6. You have a total of 7kWh of battery storage capacity ?
7. You have 2xBluetti AC200Max portable storage units, each having Energy storage capacity of 2kWh & delivering 2.2kW of Power ?
8. You have additional Bluetti expansion battery capacity of ~2kWh ?
9. This would be a single B230 expansion unit connected to one of the AC200Max units ?
10. The Bluetti AC200Max has a maximum solar connected charge rate of 900W ?
11. You additionally have storage comprising 1xBluetti EB70 equiv (1000W/716Wh) and 2xBluetti AC50S equiv (300W/500Wh) totalling 1716Wh capacity ?  
    
12. The Batteries are charged directly via DC connection to the panels?
13. Your main ~2kWp of panels are not connected as one array but operate as 2x 1kW DC arrays each connected to one of the Bluetti devices ?
14. You expect to return batteries to a fully charged state using the attached solar panels each day?
    
15. You still have mains gas connectivity for cooking & heating, although you are attempting to minimise it's use through use of solar ?
16. Your total outlay for 2kWp of DIY solar + larger portable batteries was ~£7k ?
17. You installed (/expanded) the system to it's current capacity in September this year?
18. You are currently (as of Nov 2022) saving ~1.5kWh/day, so around ~45p/day ?
    
19. You expect to heat water, use a dehumidifier/refrigeration etc in summer with the current setup with an ultimate goal of eventually going off grid ?
20. Going off grid means both gas & electricity, so all appliances,, cooking & heating will be via a combination of solar & biomass ?
    

Any chance of addressing the above as it may help ... Z

# Edit - Additional info: Kit change edit 8/9 + insert new 11 + minor grammar

Martyn1981

Deleted_User said:

ABrass said:

For off grid you're optimising for the wrong thing, there you want to minimise the difference between winter and summer.

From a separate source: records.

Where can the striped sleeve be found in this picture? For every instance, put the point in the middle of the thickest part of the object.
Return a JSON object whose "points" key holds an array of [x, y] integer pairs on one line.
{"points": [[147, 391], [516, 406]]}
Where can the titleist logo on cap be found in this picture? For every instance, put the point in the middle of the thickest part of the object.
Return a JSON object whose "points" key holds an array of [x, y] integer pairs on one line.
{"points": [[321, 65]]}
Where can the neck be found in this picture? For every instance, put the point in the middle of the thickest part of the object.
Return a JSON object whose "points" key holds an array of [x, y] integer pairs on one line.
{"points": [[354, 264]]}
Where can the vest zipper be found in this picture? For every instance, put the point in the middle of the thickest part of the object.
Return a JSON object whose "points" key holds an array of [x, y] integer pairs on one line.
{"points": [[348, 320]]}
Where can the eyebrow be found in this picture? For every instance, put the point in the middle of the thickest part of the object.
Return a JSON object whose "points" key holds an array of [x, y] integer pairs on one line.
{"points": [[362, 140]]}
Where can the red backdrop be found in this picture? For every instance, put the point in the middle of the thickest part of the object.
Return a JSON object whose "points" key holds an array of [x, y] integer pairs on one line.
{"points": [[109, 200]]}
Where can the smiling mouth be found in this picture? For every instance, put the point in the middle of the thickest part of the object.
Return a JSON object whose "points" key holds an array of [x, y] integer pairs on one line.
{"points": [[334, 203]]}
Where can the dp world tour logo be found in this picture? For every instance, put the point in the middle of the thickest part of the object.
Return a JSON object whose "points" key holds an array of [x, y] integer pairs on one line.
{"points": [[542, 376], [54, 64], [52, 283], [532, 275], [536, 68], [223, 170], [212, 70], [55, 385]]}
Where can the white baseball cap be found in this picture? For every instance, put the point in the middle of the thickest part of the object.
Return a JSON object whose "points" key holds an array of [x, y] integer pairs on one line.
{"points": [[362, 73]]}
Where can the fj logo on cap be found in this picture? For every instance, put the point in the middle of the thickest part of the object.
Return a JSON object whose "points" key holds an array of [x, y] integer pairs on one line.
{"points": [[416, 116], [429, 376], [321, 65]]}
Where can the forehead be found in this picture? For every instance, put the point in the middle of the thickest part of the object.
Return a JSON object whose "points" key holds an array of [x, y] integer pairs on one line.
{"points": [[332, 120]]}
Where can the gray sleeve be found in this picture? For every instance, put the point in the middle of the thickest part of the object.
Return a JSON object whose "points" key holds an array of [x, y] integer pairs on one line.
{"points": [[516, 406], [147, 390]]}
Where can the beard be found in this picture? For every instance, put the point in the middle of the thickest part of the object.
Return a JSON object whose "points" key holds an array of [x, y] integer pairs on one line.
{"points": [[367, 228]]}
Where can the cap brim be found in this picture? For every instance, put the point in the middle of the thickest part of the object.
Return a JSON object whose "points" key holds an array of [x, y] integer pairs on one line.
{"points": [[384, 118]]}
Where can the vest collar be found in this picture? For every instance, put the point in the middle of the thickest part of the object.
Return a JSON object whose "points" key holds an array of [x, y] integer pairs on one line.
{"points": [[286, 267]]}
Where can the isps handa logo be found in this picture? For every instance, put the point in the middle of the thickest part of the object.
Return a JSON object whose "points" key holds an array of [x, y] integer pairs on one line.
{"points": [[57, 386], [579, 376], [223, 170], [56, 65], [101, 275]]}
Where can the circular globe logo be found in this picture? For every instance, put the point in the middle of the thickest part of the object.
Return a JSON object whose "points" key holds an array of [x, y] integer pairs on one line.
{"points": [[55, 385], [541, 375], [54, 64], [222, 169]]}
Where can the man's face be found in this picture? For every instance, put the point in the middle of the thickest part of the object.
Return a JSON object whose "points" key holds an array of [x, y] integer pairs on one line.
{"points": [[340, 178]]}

For self consumption and selling to the grid optimising for all year round is normally best as you get the greatest volume of kWh.

Optimising for the summer is just odd. But if you don't know how to measure the power you generate I guess it's academic.

I've already explained this. Optimizing for winter just doesn't result in worthwhile gains. Yes, you can do it, but you'll get miniscule improvement because the sun simply doesn't shine much in winter.

And the price you'll pay is a BIG loss in energy in the summer.

So you need to weigh it all up. And my conclusion is that you CANNOT get off grid though solar alone in winter. You need another strategy. So it makes more sense to capitalize on what you can get in summer.

But it's a judgement call.

Correct, you generate less in the summer, when you have more than enough, and more in the winter when you don't have enough.

Here again are the numbers I got from PVGIS, and I've added the best summer month figure too:

35d - 1,017kWh pa, 36kWh Dec, July 125kWh
50d - 1,008kWh pa, 42kWh Dec, July 115kWh
60d - 974kWh pa, 44kWh Dec, July 106kWh

using your summer optimized figure of 22d, the same location gets (per kWp):

22d - 983kWh pa, 29kWh Dec, July 128kWh

You may disagree, you may not understand, but I'd suggest that the 60d generation package is far, far superior to the 22d package. If you really are interested in minimising grid import, and the potential for going off-grid, then you would absolutely be optimising for winter generation, not summer generation.

In my personal case, I have shallow pitched E/W arrays, and generate more than enough in the summer. I have plans, and even some of the necessary kit to add a south facing, steep pitched (60d or 70d) ground mount. Just 2kWp of additional panels would double my current December generation, when I need it most.

Please don't get me wrong, I have no issue with you trying to maximise summer, and minimise winter generation for yourself, but I utterly disagree with your claims, statements and confusing numbers, as regards maximising the potential of PV, which involves considering not just supply, but also demand, and how best to manage the two. I also suspect that your claims about PV, generation, winter, summer etc, are based on your theories, and not on the realities, hence why I (and others) have supplied actual numbers for comparison.

If you believe that the above 22d line is better than the 60d line, then so be it, but if given the choice, I would choose the 60d option without hesitation.